We both survived that day. But now, those memories overwhelm me as I see the damage that another bout with tornadoes has inflicted on Kentucky. I’m a professional — I’ve covered a lot of other tornadoes working as a photographer with The Associated Press. But I still can’t believe it happened here. At home.
I didn’t know exactly what to expect during the five-hour drive to Bowling Green from Atlanta, where I now live with my family. Things seemed normal, and then they weren’t.
Lights are on in some places, but it’s pitch black in others where neither power crews nor generators have reached. Rains pelts the windshield, but each steady sweep of the wipers reveals a city broken and full of debris.
The smell after a tornado is overpowering: The sap from broken trees and natural gas spewing into the air from fractured lines mixes into a weird, signature fragrance. It's no different this time.
It’s easier to walk than drive through the hardest-hit areas, but my feet sink into wet mud as I make my way down the bypass, near businesses I remember both from childhood and my days as a student at Western Kentucky University.
Firehouse Pizza was destroyed, and the sign now hangs just above the ground.

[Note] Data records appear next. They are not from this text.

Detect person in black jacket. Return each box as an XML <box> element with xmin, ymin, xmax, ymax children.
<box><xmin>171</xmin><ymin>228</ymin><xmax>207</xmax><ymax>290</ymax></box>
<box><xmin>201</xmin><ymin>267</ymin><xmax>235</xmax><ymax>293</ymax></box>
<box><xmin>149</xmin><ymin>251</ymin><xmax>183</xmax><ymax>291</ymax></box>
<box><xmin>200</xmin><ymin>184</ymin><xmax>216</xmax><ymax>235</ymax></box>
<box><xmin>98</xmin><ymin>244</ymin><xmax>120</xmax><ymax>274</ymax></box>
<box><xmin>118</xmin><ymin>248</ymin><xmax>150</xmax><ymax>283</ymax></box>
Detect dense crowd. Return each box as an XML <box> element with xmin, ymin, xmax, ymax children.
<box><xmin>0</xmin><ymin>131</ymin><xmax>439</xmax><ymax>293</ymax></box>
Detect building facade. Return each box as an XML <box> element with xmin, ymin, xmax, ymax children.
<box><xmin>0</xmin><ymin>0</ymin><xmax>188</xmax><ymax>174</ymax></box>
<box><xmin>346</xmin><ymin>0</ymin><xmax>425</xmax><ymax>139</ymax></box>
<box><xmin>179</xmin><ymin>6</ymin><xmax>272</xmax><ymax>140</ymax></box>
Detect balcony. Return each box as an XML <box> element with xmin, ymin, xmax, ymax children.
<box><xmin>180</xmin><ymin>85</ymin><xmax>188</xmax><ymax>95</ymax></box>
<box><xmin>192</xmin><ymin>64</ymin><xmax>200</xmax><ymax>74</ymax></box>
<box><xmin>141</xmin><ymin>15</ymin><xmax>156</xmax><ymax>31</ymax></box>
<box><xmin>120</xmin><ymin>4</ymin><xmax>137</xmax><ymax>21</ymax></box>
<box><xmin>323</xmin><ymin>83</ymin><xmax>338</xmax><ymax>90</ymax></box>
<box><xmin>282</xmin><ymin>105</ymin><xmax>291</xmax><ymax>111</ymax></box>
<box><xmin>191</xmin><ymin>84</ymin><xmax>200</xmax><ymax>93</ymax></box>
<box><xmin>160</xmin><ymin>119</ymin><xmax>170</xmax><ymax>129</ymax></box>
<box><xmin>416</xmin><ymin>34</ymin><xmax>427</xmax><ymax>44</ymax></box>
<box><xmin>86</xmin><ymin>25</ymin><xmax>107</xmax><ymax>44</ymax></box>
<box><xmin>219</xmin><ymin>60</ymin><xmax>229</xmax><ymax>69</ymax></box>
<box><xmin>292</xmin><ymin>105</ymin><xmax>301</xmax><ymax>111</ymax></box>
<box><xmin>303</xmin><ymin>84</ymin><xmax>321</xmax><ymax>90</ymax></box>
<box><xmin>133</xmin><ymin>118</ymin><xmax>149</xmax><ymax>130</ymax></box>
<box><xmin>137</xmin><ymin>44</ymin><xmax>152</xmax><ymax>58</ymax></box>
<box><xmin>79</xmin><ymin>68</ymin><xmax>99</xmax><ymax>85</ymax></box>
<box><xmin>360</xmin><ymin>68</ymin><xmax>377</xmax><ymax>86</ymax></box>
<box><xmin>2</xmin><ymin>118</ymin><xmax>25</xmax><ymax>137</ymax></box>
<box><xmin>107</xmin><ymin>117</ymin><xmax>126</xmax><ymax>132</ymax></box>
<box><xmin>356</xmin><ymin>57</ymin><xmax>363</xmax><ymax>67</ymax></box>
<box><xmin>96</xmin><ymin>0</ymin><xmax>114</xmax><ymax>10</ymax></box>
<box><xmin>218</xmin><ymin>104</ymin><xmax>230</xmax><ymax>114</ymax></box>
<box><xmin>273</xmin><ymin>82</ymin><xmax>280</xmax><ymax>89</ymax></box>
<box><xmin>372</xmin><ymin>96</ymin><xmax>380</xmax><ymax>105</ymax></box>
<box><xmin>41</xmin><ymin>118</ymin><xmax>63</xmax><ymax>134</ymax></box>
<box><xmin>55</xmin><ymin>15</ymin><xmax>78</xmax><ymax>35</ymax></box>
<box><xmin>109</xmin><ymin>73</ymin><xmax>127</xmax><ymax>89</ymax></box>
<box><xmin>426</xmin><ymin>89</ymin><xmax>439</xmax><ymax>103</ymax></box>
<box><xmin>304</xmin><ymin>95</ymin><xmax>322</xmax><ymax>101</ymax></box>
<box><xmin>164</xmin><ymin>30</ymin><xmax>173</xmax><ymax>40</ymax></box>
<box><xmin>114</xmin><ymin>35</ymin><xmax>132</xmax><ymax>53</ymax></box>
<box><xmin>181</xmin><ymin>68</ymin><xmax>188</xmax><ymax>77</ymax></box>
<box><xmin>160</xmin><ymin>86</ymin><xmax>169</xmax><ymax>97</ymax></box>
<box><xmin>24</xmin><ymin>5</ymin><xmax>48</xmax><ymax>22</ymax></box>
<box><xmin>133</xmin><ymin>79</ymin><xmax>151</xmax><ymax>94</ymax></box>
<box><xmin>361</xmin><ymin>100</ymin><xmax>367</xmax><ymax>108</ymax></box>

What once was Judy's Castle, a restaurant where we often ate, is missing at least one wall, and the Cardinal Motel next door is gone: The only recognizable thing that remains is a big statue of a red bird. Oddly, not far away, Great American Donut shop — everybody calls it “Gads” — is fine and open for business.
The remaining part of a plastic sign that was shattered by the winds carries a message for the Bowling Green community: “BG Strong." At a pedestrian bridge that's a popular spot for family photos and date nights, fog rises between the Barren River's banks, one of which is littered with damaged homes and the other of which was relatively untouched. I hope both sides are OK next time I go home.
My family is safe, and I’m grateful. While my relatives are wrapping presents for their kids, others nearby are wrapping their roofs with plastic and tarps in the hope of preventing damage from the next rainstorm that comes through town.
While I can document what happened, I can’t explain it. My younger cousin believes she can, though.
“We were protected by God, for sure,” she said.